Deciding who your clients are
Carolyn, As You Like It Consulting
Pros: I primarily see myself as a personal computer trainer in the same way that a personal trainer works on fitness. I work on getting the most out of the computer you already own. However, I am often called when people have gotten themselves into a mess; i.e. their Internet connection has stopped working, their grandchild has thrown all their files in the trash, or their hard drive is about to crash. I try and weed out those clients and refer them to better resources than myself.
Cons: I have had many sessions where I have driven a long way, worked on their machines for a couple of hours, and have not been able to move the client forward.
Greatest challenges: Getting good clients who will offer repeat business and good referrals.
Approaches to meet the challenges: Up until now, I have not charged those clients whom I could not help.
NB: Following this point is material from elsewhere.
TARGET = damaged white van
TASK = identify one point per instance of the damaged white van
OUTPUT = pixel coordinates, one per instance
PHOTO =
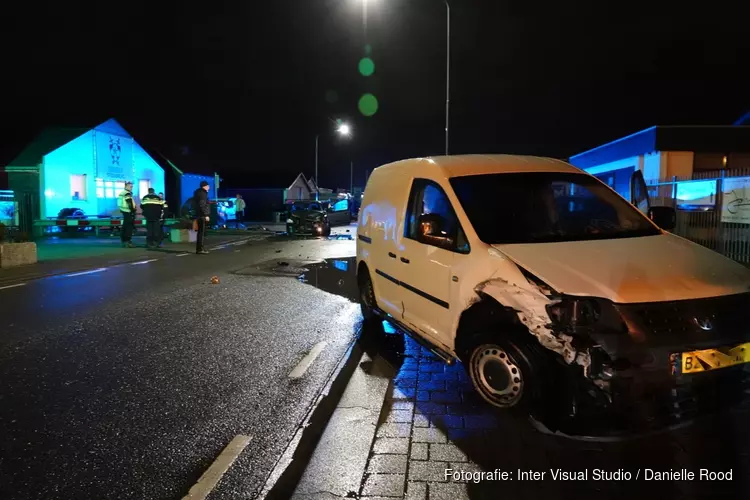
(559, 296)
However, they do take up my valuable time where I could be working with paying clients, so I have decided to institute a $40 fee for my just showing up, whether or not I can help them.
Mike, On The Same Page Technical Communications
Pros: The opportunity to do projects with the “Big Guys”; learning new technologies (such as Voice Messaging (Centigram), Biometric Security Systems (Identix), and Pentium (Intel)); long-term projects (1 1/2 yrs); short-term projects (2 weeks).
Cons: Getting in over your head; project is “too simple” (not challenging or stimulating); too many clients at once.
Greatest challenges: “Juggling” projects; coming up short with regards to delivering what the client expects.
Approaches to meet the challenges: Try to clearly define not only the deliverables, but the dependencies; that is, what the client is responsible for providing as well, such as equipment, personnel for reviews, or extra training as needed.